The High Court of Karnataka has questioned the conduct of the State government for not challenging orders passed by the Karnataka State Administrative Tribunal, which had quashed departmental inquiries entrusted to the Lokayukta against hundreds of officials allegedly involved in corruption, causing a loss of crores of rupees to the exchequer by allowing illegal mining.
“…though the State government had entrusted the matter to the Lokayukta to conduct an inquiry, the government is disinterested in challenging the order of the tribunal… The reason for not challenging the order passed by the tribunal appears to be pressure from the officers involved in the case,” the court said.
“The present case reflects a very sorry state of affairs. A matter which was referred by the State government for investigation under Section 7(2-A) of the Karnataka Lokayukta Act of 1984 in the year 2007 has not yet attained finality on account of litigation,” it observed.
A Division Bench comprising Justice Satish Chandra Sharma and Justice Nataraj Rangaswamy delivered the verdict while allowing the petitions filed by the Lokayukta challenging the tribunal’s orders passed in 2017-18. The Lokayukta had moved the High Court against the tribunal’s orders as the government did not do so.
The Bench noted that the 2011 report of the then Lokayuktha on illegal mining activities contained a separate chapter on the “collapse of administrative and governance system”, pointing to mafia-type operations in illegal mining and transportation of mined ore in connivance with officials of various departments.

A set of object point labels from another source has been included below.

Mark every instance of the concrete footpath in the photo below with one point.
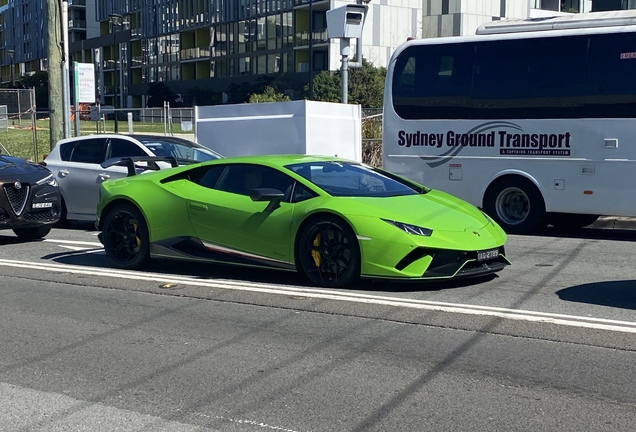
(616, 222)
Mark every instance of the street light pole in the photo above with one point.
(115, 20)
(11, 54)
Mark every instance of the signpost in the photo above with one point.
(84, 77)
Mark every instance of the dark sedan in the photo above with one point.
(30, 199)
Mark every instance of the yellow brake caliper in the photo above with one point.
(315, 254)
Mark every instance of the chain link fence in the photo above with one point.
(18, 126)
(25, 132)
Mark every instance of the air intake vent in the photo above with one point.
(17, 197)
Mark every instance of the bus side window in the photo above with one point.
(404, 85)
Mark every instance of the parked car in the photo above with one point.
(76, 164)
(330, 219)
(30, 202)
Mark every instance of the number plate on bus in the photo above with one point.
(486, 255)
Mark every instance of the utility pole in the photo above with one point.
(54, 54)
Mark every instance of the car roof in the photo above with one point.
(137, 137)
(280, 160)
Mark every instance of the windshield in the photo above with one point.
(352, 179)
(184, 151)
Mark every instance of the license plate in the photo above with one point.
(42, 205)
(486, 255)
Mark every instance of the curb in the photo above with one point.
(614, 222)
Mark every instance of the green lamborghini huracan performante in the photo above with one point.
(332, 220)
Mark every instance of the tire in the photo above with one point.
(570, 221)
(327, 252)
(125, 237)
(32, 233)
(516, 205)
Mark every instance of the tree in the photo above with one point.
(159, 93)
(365, 86)
(269, 95)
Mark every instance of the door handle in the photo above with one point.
(198, 206)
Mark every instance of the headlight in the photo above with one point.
(410, 229)
(49, 180)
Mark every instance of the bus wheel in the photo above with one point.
(516, 205)
(568, 221)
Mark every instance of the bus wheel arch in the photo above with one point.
(516, 203)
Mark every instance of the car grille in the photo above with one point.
(45, 214)
(17, 197)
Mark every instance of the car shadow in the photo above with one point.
(614, 234)
(95, 257)
(77, 226)
(616, 294)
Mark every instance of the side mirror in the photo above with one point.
(274, 196)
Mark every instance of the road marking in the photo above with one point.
(513, 314)
(39, 410)
(94, 244)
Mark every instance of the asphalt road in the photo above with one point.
(547, 345)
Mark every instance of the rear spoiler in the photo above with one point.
(130, 162)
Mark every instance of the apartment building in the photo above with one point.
(214, 43)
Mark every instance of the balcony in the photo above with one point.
(77, 24)
(302, 38)
(195, 53)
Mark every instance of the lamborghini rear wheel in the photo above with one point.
(328, 253)
(125, 237)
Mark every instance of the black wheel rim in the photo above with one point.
(326, 254)
(122, 240)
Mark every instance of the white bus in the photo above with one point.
(534, 121)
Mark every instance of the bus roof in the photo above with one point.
(561, 22)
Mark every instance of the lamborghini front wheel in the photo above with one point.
(327, 252)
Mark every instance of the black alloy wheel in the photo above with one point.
(516, 205)
(125, 237)
(328, 253)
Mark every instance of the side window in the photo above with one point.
(433, 81)
(530, 78)
(207, 176)
(301, 193)
(66, 150)
(121, 148)
(89, 151)
(612, 71)
(242, 178)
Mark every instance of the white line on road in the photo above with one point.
(521, 315)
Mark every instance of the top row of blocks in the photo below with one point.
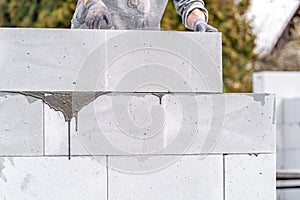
(110, 60)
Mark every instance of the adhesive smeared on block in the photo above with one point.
(69, 103)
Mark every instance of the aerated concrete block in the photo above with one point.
(53, 178)
(21, 125)
(126, 124)
(109, 60)
(291, 111)
(291, 137)
(250, 177)
(186, 177)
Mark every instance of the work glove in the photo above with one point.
(201, 26)
(98, 16)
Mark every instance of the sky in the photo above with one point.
(269, 18)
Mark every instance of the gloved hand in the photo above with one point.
(201, 26)
(98, 15)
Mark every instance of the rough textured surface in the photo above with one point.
(190, 177)
(89, 60)
(122, 124)
(250, 177)
(21, 125)
(286, 87)
(53, 178)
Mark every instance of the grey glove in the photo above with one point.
(201, 26)
(98, 15)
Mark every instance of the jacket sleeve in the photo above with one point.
(184, 7)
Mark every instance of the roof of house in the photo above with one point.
(269, 18)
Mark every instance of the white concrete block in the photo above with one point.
(227, 123)
(21, 125)
(250, 177)
(52, 178)
(56, 132)
(109, 60)
(291, 137)
(291, 158)
(190, 177)
(283, 84)
(119, 124)
(126, 124)
(291, 111)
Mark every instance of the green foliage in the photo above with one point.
(227, 16)
(238, 42)
(36, 13)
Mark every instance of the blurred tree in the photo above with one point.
(238, 41)
(226, 15)
(36, 13)
(285, 55)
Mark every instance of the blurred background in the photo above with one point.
(261, 53)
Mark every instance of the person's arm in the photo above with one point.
(97, 13)
(194, 15)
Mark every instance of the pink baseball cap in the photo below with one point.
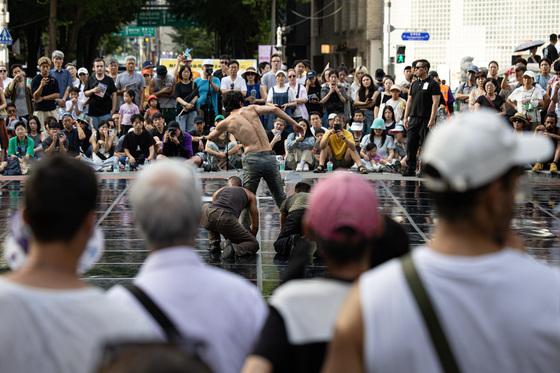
(343, 200)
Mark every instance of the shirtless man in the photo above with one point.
(259, 160)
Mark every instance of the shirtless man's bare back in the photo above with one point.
(259, 160)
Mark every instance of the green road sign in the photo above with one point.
(137, 31)
(160, 17)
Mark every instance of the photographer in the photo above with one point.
(208, 91)
(177, 143)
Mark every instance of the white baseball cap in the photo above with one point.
(357, 126)
(474, 149)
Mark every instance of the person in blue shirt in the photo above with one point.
(62, 76)
(208, 87)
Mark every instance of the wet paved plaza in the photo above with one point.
(537, 220)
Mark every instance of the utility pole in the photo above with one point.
(52, 27)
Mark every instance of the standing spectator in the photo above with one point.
(19, 93)
(420, 113)
(186, 93)
(62, 76)
(528, 98)
(473, 245)
(45, 303)
(256, 92)
(45, 91)
(221, 217)
(127, 110)
(233, 82)
(365, 99)
(102, 94)
(138, 144)
(313, 88)
(338, 146)
(299, 147)
(269, 79)
(333, 94)
(177, 143)
(208, 93)
(277, 137)
(177, 279)
(550, 50)
(131, 79)
(491, 99)
(463, 92)
(161, 86)
(343, 219)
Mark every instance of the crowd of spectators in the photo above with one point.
(353, 120)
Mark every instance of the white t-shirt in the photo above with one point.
(500, 313)
(238, 85)
(59, 331)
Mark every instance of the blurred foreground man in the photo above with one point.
(495, 308)
(50, 320)
(216, 312)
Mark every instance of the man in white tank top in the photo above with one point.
(498, 307)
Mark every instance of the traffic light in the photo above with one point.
(400, 53)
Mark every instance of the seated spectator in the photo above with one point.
(34, 131)
(103, 143)
(177, 143)
(73, 105)
(55, 142)
(315, 121)
(224, 153)
(473, 246)
(399, 141)
(343, 219)
(319, 133)
(357, 129)
(166, 202)
(138, 145)
(551, 130)
(127, 110)
(520, 122)
(384, 142)
(291, 217)
(298, 148)
(221, 217)
(73, 134)
(490, 99)
(277, 137)
(396, 102)
(21, 147)
(388, 116)
(338, 146)
(528, 98)
(152, 108)
(44, 303)
(199, 142)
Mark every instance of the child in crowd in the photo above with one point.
(152, 108)
(73, 105)
(127, 110)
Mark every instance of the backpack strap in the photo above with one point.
(422, 298)
(169, 328)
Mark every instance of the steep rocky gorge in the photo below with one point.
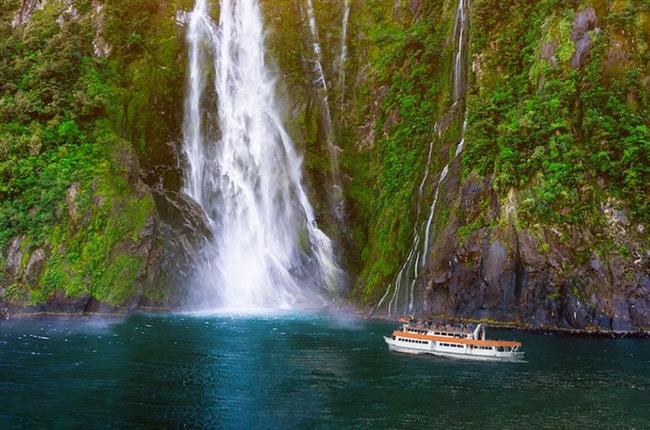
(540, 220)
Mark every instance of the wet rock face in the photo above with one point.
(584, 22)
(531, 277)
(27, 9)
(183, 230)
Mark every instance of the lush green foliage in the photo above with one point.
(410, 63)
(568, 138)
(67, 176)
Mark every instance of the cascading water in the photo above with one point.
(320, 82)
(343, 49)
(243, 170)
(417, 256)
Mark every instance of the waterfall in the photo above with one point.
(461, 38)
(417, 257)
(242, 168)
(320, 82)
(343, 49)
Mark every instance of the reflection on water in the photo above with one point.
(303, 372)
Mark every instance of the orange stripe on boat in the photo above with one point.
(473, 342)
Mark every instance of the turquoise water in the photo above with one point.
(304, 372)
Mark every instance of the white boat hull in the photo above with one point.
(464, 353)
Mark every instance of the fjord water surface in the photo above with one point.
(281, 372)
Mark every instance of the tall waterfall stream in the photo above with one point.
(404, 285)
(243, 169)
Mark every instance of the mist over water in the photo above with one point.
(303, 372)
(242, 168)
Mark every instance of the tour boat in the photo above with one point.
(452, 341)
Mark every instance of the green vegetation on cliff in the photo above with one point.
(71, 197)
(567, 124)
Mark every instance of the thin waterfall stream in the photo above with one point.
(243, 170)
(336, 197)
(404, 284)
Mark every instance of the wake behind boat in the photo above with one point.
(451, 341)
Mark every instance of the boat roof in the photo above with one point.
(473, 342)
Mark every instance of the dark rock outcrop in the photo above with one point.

The Lokayukta report had named 617 officials.
After analysing the report through a committee of senior IAS officers, the government in 2013 entrusted to the Lokayukta and the Upa Lokayukta the conduct of departmental inquiries against those officials under the provisions of the Karnataka Civil Services (Classification, Control and Appeal) Rules, 1957, the Bench said.
Following this, the Lokayukta nominated two Additional Registrars as Inquiry Officers and they commenced the proceedings by issuing charge-sheet, as per the KCS Rules, to the delinquent officers.
However, Prakash T.V., an Assistant Commissioner, and other officers moved the tribunal challenging the Government Order of 2013 entrusting disciplinary inquiry to the Lokayukta and the charge-sheet issued by the inquiry officers in 2015.
The tribunal quashed the inquiry proceedings against them while holding that the Lokayukta had not provided an opportunity of hearing to the officials before submitting the preliminary inquiry of 2011.
‘Erred in law and facts’
However, the Bench held that the tribunal had “erred both in law and in fact” as the Lokayukta’s 2011 report was a fact-finding one and the question of granting an opportunity of hearing by issuing notice to the officials did not arise before submitting such report.
The right of opportunity of hearing is available to the delinquent officials only during departmental enquiry proceedings, the Bench said.
Pointing out that no action was taken against the 617 officials for the past 10 years, the Bench requested the Lokayukta to complete the departmental inquiry within a year without granting adjournment. In case a need arises for adjournment, the inquiry officers must record reason for it.